Smale, who launched the UK-based womenswear label in 2020 and built a significant following by documenting the business online, found herself at the centre of the backlash as questions over manufacturing and pricing gained traction.

“When it’s a founder-led brand, all of that customer service angst, all of the negative comments, they have a target,” Marlinarson said. “And that target is usually the founder themselves.”

The result, he argues, is a shift in how founders choose to present themselves – being more selective about what they share, and when.

Marlinarson pointed to Melanie Bender, former chief executive of Rhode, whose new fragrance brand Lore has taken a more curated approach to founder content.

“There isn’t necessarily the Odd Muse approach that works for everyone,” he said. “Audiences want transparency, but not at the expense of credibility.”

That kind of pattern recognition has come to define Marlinarson’s work. He was among the first to flag the resurgence of 2016 nostalgia, after a video he posted last July analysing the trend gained more than a million views on TikTok.

That call has since played out across fashion and culture, with events such as Coachella leaning into the era’s visual identity.

He now believes 2020 will become the next defining nostalgia reference point for the second half of the decade.

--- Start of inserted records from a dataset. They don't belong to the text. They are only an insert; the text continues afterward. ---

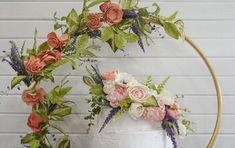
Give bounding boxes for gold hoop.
[185,36,222,148]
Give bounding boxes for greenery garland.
[1,0,187,148]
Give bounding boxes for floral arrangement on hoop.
[83,66,193,148]
[1,0,188,148]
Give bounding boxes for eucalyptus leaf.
[11,75,27,89]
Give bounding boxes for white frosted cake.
[89,109,173,148]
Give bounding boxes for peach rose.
[100,2,123,25]
[47,32,69,49]
[87,13,102,30]
[22,84,45,106]
[102,70,118,81]
[37,50,61,65]
[128,86,149,103]
[27,113,43,132]
[24,57,45,75]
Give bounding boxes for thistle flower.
[98,107,120,133]
[131,22,145,52]
[123,10,139,19]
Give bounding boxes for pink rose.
[102,70,118,81]
[27,113,43,132]
[47,32,69,49]
[87,13,102,30]
[22,84,45,106]
[37,50,61,65]
[100,2,123,25]
[106,85,127,107]
[142,106,166,122]
[24,57,45,75]
[128,86,149,103]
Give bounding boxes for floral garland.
[1,0,188,148]
[83,66,193,148]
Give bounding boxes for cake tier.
[88,108,173,148]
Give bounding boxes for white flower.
[178,122,187,139]
[115,72,139,87]
[157,90,175,106]
[102,80,115,94]
[129,103,145,120]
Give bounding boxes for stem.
[49,124,67,136]
[45,135,53,148]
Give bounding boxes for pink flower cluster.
[101,70,182,122]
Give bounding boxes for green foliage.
[163,22,180,39]
[50,106,72,120]
[66,9,79,27]
[113,98,132,120]
[143,96,158,107]
[46,86,72,105]
[37,41,49,53]
[144,75,156,90]
[156,76,170,94]
[21,133,40,144]
[101,27,114,42]
[83,76,95,87]
[87,0,106,8]
[11,75,27,89]
[119,0,138,9]
[57,135,70,148]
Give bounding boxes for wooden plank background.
[0,0,234,147]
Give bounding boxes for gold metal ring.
[185,36,222,148]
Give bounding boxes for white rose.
[115,72,139,87]
[158,90,175,106]
[129,103,145,120]
[178,122,187,139]
[103,80,115,94]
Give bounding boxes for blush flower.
[167,109,180,120]
[27,113,43,132]
[142,106,166,122]
[24,57,45,75]
[103,80,116,94]
[47,32,69,49]
[128,85,150,103]
[106,84,127,107]
[129,103,145,120]
[100,2,123,25]
[22,84,45,106]
[87,13,102,30]
[37,50,61,65]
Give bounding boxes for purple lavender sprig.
[131,21,145,52]
[98,107,121,133]
[91,65,103,85]
[162,111,179,148]
[123,10,139,19]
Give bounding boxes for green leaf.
[163,22,180,39]
[29,140,40,148]
[60,87,72,97]
[50,106,72,118]
[123,33,138,43]
[143,96,158,107]
[21,133,40,144]
[114,34,124,49]
[37,41,49,53]
[101,27,114,42]
[87,0,106,8]
[167,11,178,21]
[77,33,89,49]
[83,76,95,87]
[48,86,72,105]
[66,9,78,27]
[152,3,161,16]
[119,0,138,9]
[11,75,27,89]
[57,135,70,148]
[90,84,104,96]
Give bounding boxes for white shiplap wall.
[0,0,234,148]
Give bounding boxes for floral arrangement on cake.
[83,66,193,148]
[1,0,188,148]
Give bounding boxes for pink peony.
[100,2,123,25]
[37,50,61,65]
[128,86,149,103]
[142,106,166,122]
[24,57,45,75]
[87,13,102,30]
[106,84,127,107]
[27,113,43,132]
[102,70,118,81]
[22,84,45,106]
[47,32,69,49]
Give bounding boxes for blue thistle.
[123,10,139,19]
[131,21,145,52]
[98,107,120,133]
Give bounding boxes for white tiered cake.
[89,109,173,148]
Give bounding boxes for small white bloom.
[115,72,139,87]
[178,122,187,139]
[158,90,175,106]
[102,80,115,94]
[129,103,145,120]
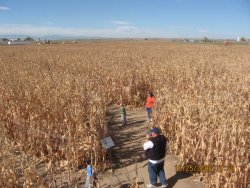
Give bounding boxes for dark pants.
[146,107,152,119]
[121,114,127,125]
[148,161,167,186]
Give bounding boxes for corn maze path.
[97,106,205,188]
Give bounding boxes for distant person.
[224,40,230,46]
[85,161,92,188]
[145,92,155,122]
[92,170,99,188]
[144,127,167,188]
[120,103,127,126]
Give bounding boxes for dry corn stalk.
[0,41,249,187]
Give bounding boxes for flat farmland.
[0,41,249,187]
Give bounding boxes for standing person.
[145,92,155,122]
[85,161,92,188]
[144,127,167,188]
[92,170,99,188]
[120,103,127,126]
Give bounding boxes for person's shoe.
[147,184,156,188]
[161,184,168,188]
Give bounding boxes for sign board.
[101,137,115,149]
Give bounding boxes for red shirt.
[146,96,155,108]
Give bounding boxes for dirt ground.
[95,107,205,188]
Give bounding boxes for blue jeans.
[85,176,91,188]
[146,107,152,119]
[121,114,127,125]
[148,161,167,186]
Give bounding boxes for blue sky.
[0,0,249,38]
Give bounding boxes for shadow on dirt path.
[98,106,204,188]
[107,106,150,168]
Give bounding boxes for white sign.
[101,137,115,149]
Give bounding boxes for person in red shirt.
[145,92,155,122]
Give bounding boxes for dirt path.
[97,107,205,188]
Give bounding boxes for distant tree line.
[203,36,211,42]
[2,38,9,41]
[203,36,248,43]
[0,36,34,41]
[24,36,34,41]
[240,37,246,42]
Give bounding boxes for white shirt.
[143,140,165,164]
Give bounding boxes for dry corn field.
[0,41,249,188]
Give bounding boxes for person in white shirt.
[143,127,167,188]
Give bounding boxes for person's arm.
[120,107,125,115]
[143,140,154,150]
[145,97,149,106]
[152,97,156,108]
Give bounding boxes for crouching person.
[143,127,167,188]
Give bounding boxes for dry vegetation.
[0,41,249,187]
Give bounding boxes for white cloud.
[0,24,223,38]
[0,24,144,37]
[198,29,208,33]
[0,6,10,10]
[116,26,139,33]
[109,20,131,25]
[0,24,109,36]
[166,26,185,29]
[44,21,54,26]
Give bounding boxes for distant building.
[2,40,32,45]
[44,40,52,44]
[14,41,32,45]
[237,36,240,42]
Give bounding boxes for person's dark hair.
[149,92,154,98]
[85,159,91,165]
[151,127,160,134]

“Gen Alpha are approaching the age where they are on social media, and their perception of 2020 is very different,” he said. “They were at home playing video games for three months. They don’t have the context of losing a job or missing an exam.”

Creator, strategist, entrepreneur

Beyond trend forecasting, Marlinarson knows the tension of building a business as a creator firsthand and said the overlap can be an advantage for those who manage it well.

He describes his dual role as both creator and entrepreneur as a “meshed experience”, where insight from building an audience informs business decisions – and vice versa.

But he acknowledged that it’s not a skill everyone automatically possesses.

“Some business owners should never be handed a microphone,” he said. “Some content creators don’t necessarily have that commercial savviness or that genuine want to build a business.”

Marlinarson began building that perspective early, launching a clothing brand called Coldest while still at secondary school. The experience gave him a first-hand view of how social media could translate attention into demand.

From there, he pitched for a job with Chicken Shop Date creator Amelia Dimoldenberg, working as a freelance social media assistant while studying graphic design at university. By the time he graduated, he had built a consultancy working with brands in the US and UK.

Last year, Marlinarson attended the Cannes Lions International Festival of Creativity through a creator fund run by Billion Dollar Boy, which brought 20 creators to the festival. This year, he returned to judge that same programme and will attend as an official ambassador.

He described the experience as a “full circle moment”, and said the role offers an opportunity to make the creator economy more visible within an industry that has historically kept it at arm’s length. He plans to show who is in the room, how decisions are made, and how those conversations shape the campaigns that follow.

“In the past, the festival has spoken at creators,” he said. “You’re really starting to see that change now.”